One day we’ll wake up and realize we’ve been duped; that those smug politicians with the insincere pasted-on smiles have always been part of the self-serving elite. Those who feed the billionaires and the giant corporations and in turn are fed by them; and all at our expense and to the detriment of us the people .
These guys keep lassoing us to the election booth with cute-sounding slogans like “lower taxes” and “less government” and “creating jobs”. Who doesn’t want that? Lower taxes? Sure, I’d vote for that. But they don’t mean for us – just for the corporations and the Already Wealthy.
We’re paying for these guys’ further enrichment with our jobs, with our homes, with food and medicine costs we can’t meet...
At the voting booth we’ve given a choice between this grinning babykisser or that one. Oh, and they’re always well-heeled because to run for office in the good old USA you have to have moolah behind you: if not your own cash, then that of some special interest or other that’ll back you.
So the USA isn’t a democracy, it’s a moneyocracy, where I always thought Pluto-crats were rich dogs. But the delicious pratfall of eBay’s former CEO, the cocky Meg Whitman, was a joy to behold: she wasted $141 million of her own money in a failed bid to buy the California governorship. Sorry lady: that state wasn’t for sale.
Bush spent over $345 million to get himself elected in 2000 and $457 million four years later. Obama spent $750 million. Why so eager, guys? The job only pays $400,000.
They’re already raking it in for next year’s tussle, both sides enjoying financial backing from major business interests, be they lawyers and labor unions or oil and health industry concerns.
With no big finance behind him, what chance has Joe the plumber - and I don’t mean that kwazy kartoon kawicature Samuel ‘Joe The Plumber’ Wurzelbacher (NB: Wurzelbacher) guy, one-time darling of the tea party. A real Joe might have the best idea about how to run this country but his voice will never be heard. There are only two Money Megaphones and they’ve been grabbed by the reds and the blues.
They say anyone can be president but that ain’t the truth. Let’s tell that story honestly to the rest of the world and to our own people: anyone with tons of money behind him can be president. It’s the biggest spender. How is that democracy at work? And where’s our freedom in the Land Of The Free?
How different are we from the suppressed unfortunates whose communist dictatorships hogged it all?

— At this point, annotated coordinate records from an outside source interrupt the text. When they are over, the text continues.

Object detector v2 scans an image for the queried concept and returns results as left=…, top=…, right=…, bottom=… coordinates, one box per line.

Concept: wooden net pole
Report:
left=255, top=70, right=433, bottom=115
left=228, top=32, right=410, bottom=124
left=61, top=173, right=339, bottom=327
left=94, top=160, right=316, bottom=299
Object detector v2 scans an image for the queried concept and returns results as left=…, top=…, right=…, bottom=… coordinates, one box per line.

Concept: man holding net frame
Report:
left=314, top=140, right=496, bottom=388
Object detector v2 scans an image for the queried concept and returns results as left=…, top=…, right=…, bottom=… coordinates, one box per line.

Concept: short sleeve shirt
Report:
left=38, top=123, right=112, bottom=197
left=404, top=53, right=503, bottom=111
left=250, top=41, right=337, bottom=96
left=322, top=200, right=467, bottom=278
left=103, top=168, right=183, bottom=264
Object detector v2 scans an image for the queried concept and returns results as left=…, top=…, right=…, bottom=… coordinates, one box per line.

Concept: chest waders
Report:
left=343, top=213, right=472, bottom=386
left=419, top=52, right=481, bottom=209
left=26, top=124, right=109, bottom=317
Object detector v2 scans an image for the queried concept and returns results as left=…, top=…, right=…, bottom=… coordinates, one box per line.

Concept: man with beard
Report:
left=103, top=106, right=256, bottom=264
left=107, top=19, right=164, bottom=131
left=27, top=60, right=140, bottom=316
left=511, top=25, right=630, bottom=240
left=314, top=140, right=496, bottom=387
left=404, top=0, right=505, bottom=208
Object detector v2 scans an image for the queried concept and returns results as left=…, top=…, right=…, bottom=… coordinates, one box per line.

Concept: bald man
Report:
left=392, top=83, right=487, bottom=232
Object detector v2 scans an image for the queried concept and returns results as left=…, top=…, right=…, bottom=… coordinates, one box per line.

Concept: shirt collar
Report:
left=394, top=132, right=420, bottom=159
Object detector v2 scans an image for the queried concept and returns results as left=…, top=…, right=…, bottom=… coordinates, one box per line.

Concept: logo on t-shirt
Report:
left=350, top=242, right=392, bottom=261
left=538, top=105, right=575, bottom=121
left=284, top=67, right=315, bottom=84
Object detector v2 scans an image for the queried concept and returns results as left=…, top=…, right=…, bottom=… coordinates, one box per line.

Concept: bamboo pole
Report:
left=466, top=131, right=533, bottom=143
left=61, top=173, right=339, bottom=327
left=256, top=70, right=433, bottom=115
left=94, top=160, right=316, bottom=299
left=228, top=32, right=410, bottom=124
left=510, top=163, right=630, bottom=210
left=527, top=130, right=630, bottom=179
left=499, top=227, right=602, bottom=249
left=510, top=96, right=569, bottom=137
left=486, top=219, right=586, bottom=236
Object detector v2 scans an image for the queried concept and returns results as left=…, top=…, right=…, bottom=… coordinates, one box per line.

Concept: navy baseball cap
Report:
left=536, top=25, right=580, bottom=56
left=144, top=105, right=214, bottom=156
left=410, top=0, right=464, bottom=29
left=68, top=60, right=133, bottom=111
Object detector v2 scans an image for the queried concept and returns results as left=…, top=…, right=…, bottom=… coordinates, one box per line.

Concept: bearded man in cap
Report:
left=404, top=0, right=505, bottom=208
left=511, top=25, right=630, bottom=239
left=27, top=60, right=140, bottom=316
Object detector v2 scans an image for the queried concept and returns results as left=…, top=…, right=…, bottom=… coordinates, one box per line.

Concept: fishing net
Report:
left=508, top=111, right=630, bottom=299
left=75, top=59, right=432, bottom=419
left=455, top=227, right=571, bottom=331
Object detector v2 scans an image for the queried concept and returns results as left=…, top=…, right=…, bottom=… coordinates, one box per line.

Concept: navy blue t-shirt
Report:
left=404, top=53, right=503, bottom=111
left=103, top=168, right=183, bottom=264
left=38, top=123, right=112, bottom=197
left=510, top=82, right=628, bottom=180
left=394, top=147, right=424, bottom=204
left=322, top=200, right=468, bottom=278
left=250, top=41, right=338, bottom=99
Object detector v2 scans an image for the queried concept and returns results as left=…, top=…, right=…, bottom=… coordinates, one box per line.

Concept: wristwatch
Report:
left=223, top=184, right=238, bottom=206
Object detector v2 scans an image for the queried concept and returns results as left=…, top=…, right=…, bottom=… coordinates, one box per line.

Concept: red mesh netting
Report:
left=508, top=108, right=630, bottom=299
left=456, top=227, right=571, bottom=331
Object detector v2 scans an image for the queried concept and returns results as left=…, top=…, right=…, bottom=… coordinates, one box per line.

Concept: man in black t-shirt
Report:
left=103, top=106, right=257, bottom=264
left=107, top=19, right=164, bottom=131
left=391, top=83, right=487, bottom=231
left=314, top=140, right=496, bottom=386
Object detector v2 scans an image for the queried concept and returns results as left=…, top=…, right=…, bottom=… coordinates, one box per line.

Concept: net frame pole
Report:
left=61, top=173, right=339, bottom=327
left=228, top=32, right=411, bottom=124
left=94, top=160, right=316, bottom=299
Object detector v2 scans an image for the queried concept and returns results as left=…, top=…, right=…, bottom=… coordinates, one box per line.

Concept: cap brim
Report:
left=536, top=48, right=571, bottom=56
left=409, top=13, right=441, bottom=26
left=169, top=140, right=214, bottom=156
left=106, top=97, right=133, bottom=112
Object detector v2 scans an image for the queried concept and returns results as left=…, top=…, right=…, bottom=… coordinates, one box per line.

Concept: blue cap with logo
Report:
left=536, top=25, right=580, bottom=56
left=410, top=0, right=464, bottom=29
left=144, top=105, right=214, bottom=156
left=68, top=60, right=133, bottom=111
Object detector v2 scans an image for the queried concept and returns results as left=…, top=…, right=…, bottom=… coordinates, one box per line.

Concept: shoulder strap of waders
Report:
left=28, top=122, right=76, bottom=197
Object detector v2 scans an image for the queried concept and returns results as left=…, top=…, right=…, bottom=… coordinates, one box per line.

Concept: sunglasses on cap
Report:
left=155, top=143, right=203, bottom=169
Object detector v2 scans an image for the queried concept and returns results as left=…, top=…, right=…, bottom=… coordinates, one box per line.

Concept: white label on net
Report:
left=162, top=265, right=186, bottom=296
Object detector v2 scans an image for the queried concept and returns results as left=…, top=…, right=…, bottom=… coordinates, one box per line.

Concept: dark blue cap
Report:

Or those in the Middle East, mugged by their despotic leaders?
Capitalism? Of course yes to that. But not to runaway capitalism sans restraint. Without any checks at all the leviathans of the business community squash everything and everyone underfoot. Profits before people. What a vulgar way to live: we’re all slaves to our dictator, the Mighty Dollar and its carnivorous lieutenants.
Whenever I find I’ve been taken for a sucker I’m so livid with myself that in order to regain self-respect I yearn to get back at those who fooled me. Call it pride. One day we’ll all wake up and realize we’ve been duped. Used. Conned. And boy, will we be angry, just like the Egyptians and the Brits.
Let’s hope it’s all bloodless.

© 2011 Fred Wehner is a journalist formerly with the Daily Mail in London, who then founded and ran the New York News Agency before settling in Monroe 21 years ago.